Question

If ${\lambda _ \circ }$ and $\lambda$ be the threshold wavelength and the wavelength of the incident light respectively, then the maximum velocity of photo-electros ejected from the metal surface will be:
A. $\sqrt {\dfrac{{2h}}{m}\left( {{\lambda _ \circ } - \lambda } \right)}$
B. $\sqrt {\dfrac{{2hc}}{m}\left( {\dfrac{{{\lambda _ \circ } - \lambda }}{{\lambda {\lambda _ \circ }}}} \right)}$
C. $\sqrt {\dfrac{{2hc}}{m}\left( {{\lambda _ \circ } - \lambda } \right)}$
D. $\dfrac{{2h}}{m}\left[ {\dfrac{1}{{{\lambda _ \circ }}} - \dfrac{1}{\lambda }} \right]$

Answer 1

We should first know about the threshold wavelength. We will write the relation by Einstein's photoelectric equation. After that we will get Kinetic energy in the equation and we always know the formula of kinetic energy so we would replace the kinetic energy formula in Einstein's photoelectric equation. From that we will get the maximum velocity.

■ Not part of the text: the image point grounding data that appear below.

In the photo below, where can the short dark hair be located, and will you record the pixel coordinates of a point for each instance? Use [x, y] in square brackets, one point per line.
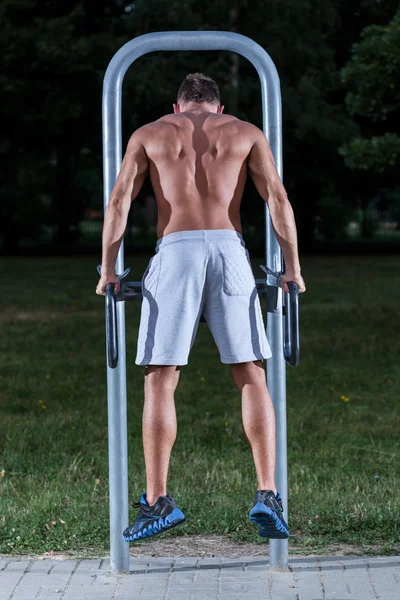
[197, 87]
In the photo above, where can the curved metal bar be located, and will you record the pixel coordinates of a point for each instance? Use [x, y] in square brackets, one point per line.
[111, 326]
[291, 343]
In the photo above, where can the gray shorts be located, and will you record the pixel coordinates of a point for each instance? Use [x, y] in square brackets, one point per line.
[197, 272]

Complete step by step solution:
Step1. Threshold wavelength is the maximum wavelength of the incident light needed to release the electron from a surface in photoelectric effect. If we incident a light more than threshold wavelength then the electron would not be released.
Step2. From Einstein's photoelectric equation we can write
$h\nu = \emptyset + K.E$, here $\nu$ is the incident frequency, $\emptyset$ is the threshold energy and K.E. is kinetic energy.
Step3: $\emptyset = \dfrac{{hc}}{{{\gamma _ \circ }}}$, here the $h$ is the planck's constant, $c$ is the speed of light and ${\lambda _ \circ }$ is given threshold wavelength.
$\Rightarrow hv = \dfrac{{hc}}{\lambda }$, it is the energy at given wavelength, here the $h$ is the planck's constant, $c$ is the speed of light and $\lambda$ is the wavelength of a given photon.
$\Rightarrow K.E = \dfrac{1}{2}mV_{\max }^2$, the standard formula of Kinetic energy. $m$ is the mass of a photon. ${V_{\max }}$ is the maximum velocity. K.E is the kinetic energy
Step4: We use the derived relations in Einstein's photoelectric equation.
$\Rightarrow \dfrac{{hc}}{\lambda } = \dfrac{{hc}}{{{\lambda _ \circ }}} + \dfrac{1}{2}mV_{\max }^2$
$\Rightarrow hc\left( {\dfrac{1}{\lambda } - \dfrac{1}{{{\lambda _ \circ }}}} \right) = \dfrac{1}{2}m{V^2}_{\max }$
$\Rightarrow V_{\max }^2 = \dfrac{{2hc}}{m}\left( {\dfrac{1}{\lambda } - \dfrac{1}{{{\lambda _ \circ }}}} \right)$
$\Rightarrow {V_{\max }} = \sqrt {\dfrac{{2hc}}{m}\left( {\dfrac{{{\gamma _ \circ } - \gamma }}{{\gamma {\gamma _ \circ }}}} \right)}$

Hence, the correct option is B.

Note: From Einstein's photoelectric experiment, Einstein gave a theory that when a photon falls on the surface of the metal, the energy of the photon is entirely transferred to the electron. One part is consumed to remove the electron from the metal and another part provides velocity to the escaped electron. This experiment stabilised the fact that a light ray also showed the particle behaviour.